As the clock wound down yesterday, Weaks took the ball and finished one of the greatest wins in school history with a dunk of exclamation.
"I'm just in awe right now," Weaks said. "I don't know what to say. I'm so grateful."
It was for Jeremy Foley, Florida's athletic director, who was privately hurt and disappointed when former coach Lon Kruger left UF for Illinois in 1996, two years after guiding the Gators to the Final Four.
It took four hours at Donovan's home in Huntington, W.Va., for Foley to know he had his coach -- even though Donovan had been a head coach at Marshall for only two years.
"There was something about him," Foley said. "He was the right guy."
And it was for Donovan, the tireless recruiter, whose coaching in the tournament has matched his ability to get high school stars to believe in the dream he was selling.
UF was tired and running down with eight minutes to play in the game, and held a slim 56-53 lead. So Donovan pulled off the press and played OSU's halfcourt game. He did so, he said, because more than anything, he believed his players would do what it took.
Just as they believed in him when he sold them on winning championships at Florida. Moments after CBS signed off and the postgame interviews were complete, the players surrounded Donovan and rubbed his trademark slicked-back hair.
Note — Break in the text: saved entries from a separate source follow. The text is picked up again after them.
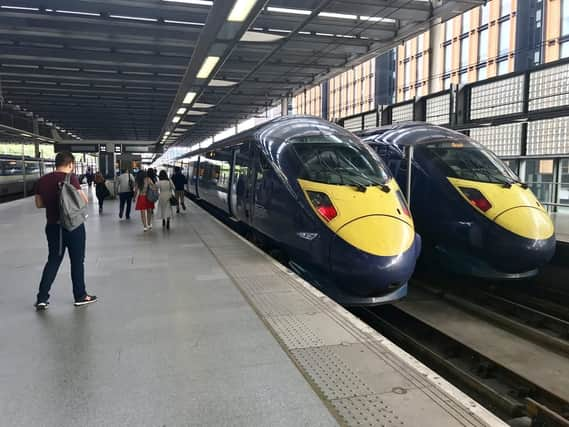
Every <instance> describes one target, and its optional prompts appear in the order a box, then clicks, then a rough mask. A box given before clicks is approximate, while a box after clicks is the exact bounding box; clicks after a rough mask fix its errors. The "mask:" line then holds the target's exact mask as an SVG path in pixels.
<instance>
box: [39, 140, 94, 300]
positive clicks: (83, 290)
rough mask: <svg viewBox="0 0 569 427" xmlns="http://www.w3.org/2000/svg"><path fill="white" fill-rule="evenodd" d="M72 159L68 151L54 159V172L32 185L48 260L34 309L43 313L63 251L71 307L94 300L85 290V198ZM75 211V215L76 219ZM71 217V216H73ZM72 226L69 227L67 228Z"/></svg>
mask: <svg viewBox="0 0 569 427" xmlns="http://www.w3.org/2000/svg"><path fill="white" fill-rule="evenodd" d="M74 168H75V158H74V157H73V155H72V154H71V153H69V152H66V151H64V152H60V153H57V155H56V156H55V172H51V173H48V174H46V175H44V176H42V177H41V178H40V179H39V181H38V182H37V184H36V190H35V204H36V207H37V208H38V209H45V213H46V220H47V221H46V222H47V224H46V226H45V234H46V237H47V245H48V258H47V262H46V264H45V267H44V269H43V272H42V276H41V280H40V285H39V292H38V294H37V297H36V303H35V304H34V306H35V307H36V310H38V311H40V310H46V309H47V308H48V306H49V296H50V295H49V292H50V290H51V285H52V284H53V281H54V280H55V277H56V276H57V271H58V270H59V266H60V265H61V261H62V260H63V256H64V253H65V249H67V252H68V253H69V259H70V261H71V281H72V283H73V297H74V300H75V302H74V305H75V306H77V307H79V306H83V305H86V304H90V303H92V302H95V301H97V297H96V296H95V295H89V294H88V293H87V291H86V290H85V266H84V261H85V238H86V236H85V225H84V224H83V222H84V221H85V215H84V212H82V209H84V208H85V206H86V204H87V202H88V199H87V195H86V194H85V193H84V192H83V191H82V190H81V184H80V183H79V180H78V179H77V176H75V175H74V174H73V170H74ZM77 212H79V216H77ZM73 215H75V216H73ZM70 224H72V225H70Z"/></svg>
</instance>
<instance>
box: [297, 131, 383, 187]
mask: <svg viewBox="0 0 569 427" xmlns="http://www.w3.org/2000/svg"><path fill="white" fill-rule="evenodd" d="M290 142H291V143H292V147H293V149H294V151H295V153H296V155H297V156H298V158H299V159H300V162H301V164H302V170H301V173H300V175H299V178H301V179H306V180H308V181H315V182H322V183H326V184H333V185H364V186H368V185H382V184H385V183H386V182H387V180H388V179H389V175H388V173H387V172H386V167H385V166H384V164H383V162H381V160H380V159H379V158H378V157H377V156H376V155H375V153H374V154H372V152H371V150H368V149H367V148H366V147H365V146H360V145H359V144H355V143H352V142H351V141H350V140H348V139H342V138H340V136H338V135H316V136H307V137H299V138H293V139H292V140H291V141H290Z"/></svg>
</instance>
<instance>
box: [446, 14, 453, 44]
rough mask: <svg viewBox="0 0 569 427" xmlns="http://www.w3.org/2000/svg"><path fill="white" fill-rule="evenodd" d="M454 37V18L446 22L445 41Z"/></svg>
mask: <svg viewBox="0 0 569 427" xmlns="http://www.w3.org/2000/svg"><path fill="white" fill-rule="evenodd" d="M451 39H452V19H449V20H448V21H447V22H446V24H445V41H449V40H451Z"/></svg>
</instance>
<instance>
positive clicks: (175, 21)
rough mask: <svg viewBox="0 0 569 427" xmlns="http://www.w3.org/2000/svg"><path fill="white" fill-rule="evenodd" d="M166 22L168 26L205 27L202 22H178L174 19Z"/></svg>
mask: <svg viewBox="0 0 569 427" xmlns="http://www.w3.org/2000/svg"><path fill="white" fill-rule="evenodd" d="M164 22H165V23H166V24H180V25H199V26H200V27H203V26H204V25H205V24H204V23H202V22H190V21H176V20H174V19H165V20H164Z"/></svg>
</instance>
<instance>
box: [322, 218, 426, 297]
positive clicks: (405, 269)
mask: <svg viewBox="0 0 569 427" xmlns="http://www.w3.org/2000/svg"><path fill="white" fill-rule="evenodd" d="M420 246H421V245H420V238H419V237H418V235H416V234H415V232H414V230H413V228H412V227H411V226H410V225H409V224H407V223H405V222H404V221H401V220H400V219H397V218H394V217H390V216H385V215H371V216H367V217H363V218H359V219H356V220H354V221H352V222H350V223H348V224H346V225H344V226H343V227H342V228H341V229H340V230H338V233H337V237H336V238H335V239H334V240H333V241H332V244H331V248H330V271H331V273H332V274H333V276H334V277H335V278H336V279H337V281H338V284H339V285H340V286H341V287H342V288H343V290H344V292H346V293H350V294H352V295H359V296H366V297H369V296H374V297H377V296H383V295H386V294H389V293H392V292H395V291H396V290H397V289H398V288H399V287H401V286H402V285H404V284H405V283H406V282H407V281H408V280H409V278H410V277H411V275H412V274H413V271H414V269H415V263H416V261H417V257H418V256H419V252H420Z"/></svg>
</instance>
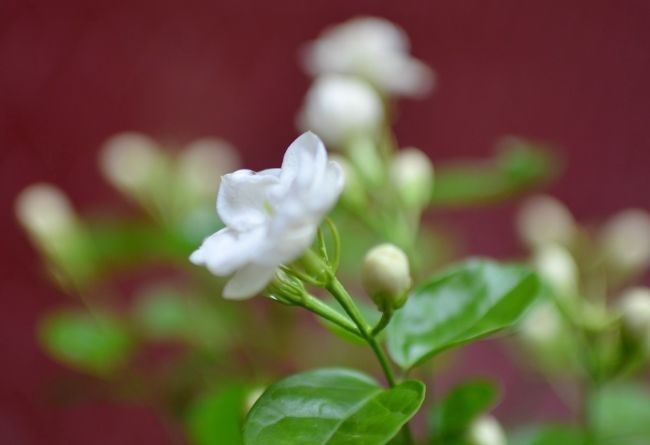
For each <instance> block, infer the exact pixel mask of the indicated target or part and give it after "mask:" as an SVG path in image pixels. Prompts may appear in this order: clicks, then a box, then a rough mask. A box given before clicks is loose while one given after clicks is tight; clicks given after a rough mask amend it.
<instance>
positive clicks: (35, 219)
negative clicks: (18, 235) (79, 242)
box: [16, 184, 76, 242]
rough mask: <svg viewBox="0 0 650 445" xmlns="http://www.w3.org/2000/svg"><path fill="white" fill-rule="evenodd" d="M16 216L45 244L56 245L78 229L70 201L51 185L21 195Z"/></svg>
mask: <svg viewBox="0 0 650 445" xmlns="http://www.w3.org/2000/svg"><path fill="white" fill-rule="evenodd" d="M16 216H17V217H18V220H19V221H20V223H21V224H22V225H23V226H24V227H25V228H26V229H27V230H28V231H29V232H30V233H31V234H32V235H33V236H35V237H36V238H38V239H39V240H40V241H42V242H50V241H52V242H54V241H56V239H57V238H60V237H61V235H63V234H65V233H67V232H69V231H70V230H71V229H72V228H73V227H74V225H75V220H76V217H75V213H74V210H73V209H72V205H71V204H70V201H69V200H68V198H67V197H66V196H65V194H64V193H63V192H62V191H61V190H60V189H59V188H57V187H55V186H53V185H50V184H33V185H30V186H29V187H27V188H26V189H24V190H23V191H22V192H20V194H19V195H18V197H17V198H16Z"/></svg>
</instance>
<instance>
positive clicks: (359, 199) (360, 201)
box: [330, 153, 366, 207]
mask: <svg viewBox="0 0 650 445" xmlns="http://www.w3.org/2000/svg"><path fill="white" fill-rule="evenodd" d="M330 159H331V160H332V161H334V162H336V163H337V164H338V165H339V166H340V167H341V170H342V171H343V176H344V177H345V186H344V189H343V194H342V195H341V200H342V201H344V202H345V203H346V204H347V205H349V206H352V207H359V206H363V205H365V203H366V193H365V190H364V188H363V185H362V184H361V181H360V180H359V176H358V175H357V172H356V171H355V169H354V166H353V165H351V164H350V162H349V161H348V160H347V159H346V158H344V157H343V156H340V155H337V154H336V153H334V154H331V155H330Z"/></svg>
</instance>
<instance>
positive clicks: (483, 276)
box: [387, 259, 539, 369]
mask: <svg viewBox="0 0 650 445" xmlns="http://www.w3.org/2000/svg"><path fill="white" fill-rule="evenodd" d="M538 289H539V281H538V279H537V277H536V275H535V274H534V273H533V272H532V271H531V270H530V269H529V268H528V267H525V266H521V265H504V264H499V263H496V262H493V261H488V260H483V259H474V260H470V261H467V262H465V263H462V264H460V265H459V266H456V267H454V268H452V269H450V270H448V271H447V272H445V273H443V274H441V275H439V276H436V277H434V278H433V279H431V280H430V281H428V282H426V283H424V284H423V285H421V286H420V287H418V288H417V289H415V290H414V291H412V293H411V295H410V297H409V299H408V301H407V303H406V305H405V306H404V307H403V308H402V310H400V311H399V312H397V313H396V314H395V316H394V318H393V321H392V323H391V324H390V325H389V326H388V335H387V338H388V350H389V352H390V354H391V356H392V358H393V360H395V362H397V363H398V364H399V365H400V366H402V367H403V368H405V369H407V368H411V367H413V366H415V365H417V364H420V363H422V362H423V361H425V360H426V359H428V358H430V357H432V356H433V355H435V354H436V353H438V352H440V351H442V350H444V349H446V348H450V347H452V346H455V345H459V344H462V343H466V342H468V341H470V340H474V339H476V338H479V337H482V336H485V335H488V334H491V333H493V332H496V331H498V330H500V329H504V328H506V327H508V326H510V325H512V324H513V323H514V322H516V321H517V320H518V319H519V318H520V316H521V315H522V314H523V312H524V311H525V309H526V308H527V307H528V306H529V305H530V303H531V302H532V301H533V300H534V299H535V297H536V295H537V293H538Z"/></svg>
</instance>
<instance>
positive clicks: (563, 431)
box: [508, 425, 586, 445]
mask: <svg viewBox="0 0 650 445" xmlns="http://www.w3.org/2000/svg"><path fill="white" fill-rule="evenodd" d="M508 443H509V444H510V445H585V443H586V441H585V437H584V435H583V434H582V433H581V432H580V431H579V430H578V429H576V428H574V427H569V426H563V425H544V426H536V427H528V428H525V429H522V430H521V431H518V432H517V433H515V434H513V436H512V437H511V439H510V440H509V442H508Z"/></svg>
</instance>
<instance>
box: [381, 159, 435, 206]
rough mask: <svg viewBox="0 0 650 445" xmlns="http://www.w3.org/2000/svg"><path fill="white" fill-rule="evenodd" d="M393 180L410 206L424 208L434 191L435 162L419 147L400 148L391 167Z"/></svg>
mask: <svg viewBox="0 0 650 445" xmlns="http://www.w3.org/2000/svg"><path fill="white" fill-rule="evenodd" d="M390 177H391V181H392V182H393V184H394V185H395V188H396V189H397V191H398V192H399V193H400V195H401V197H402V200H403V201H404V203H405V204H406V205H407V206H409V207H415V208H423V207H425V206H426V205H427V204H428V203H429V200H430V199H431V194H432V193H433V164H432V163H431V160H430V159H429V157H428V156H427V155H426V154H425V153H424V152H423V151H421V150H418V149H417V148H412V147H409V148H405V149H402V150H400V151H399V152H398V153H397V154H396V156H395V159H394V160H393V164H392V165H391V167H390Z"/></svg>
"I promised them if we won, they could mess up my hair," Donovan said.
Minutes later, he was climbing up the ladder with his son, Billy, while his father, Bill, and his grandfather, William, watched from the Carrier Dome floor. He looked back at his wife, Christine, smiled, and cut the last piece of twine.
"To me, as you get older, you understand what life is all about," Donovan said. "If you have no one to share it with, you don't have anything."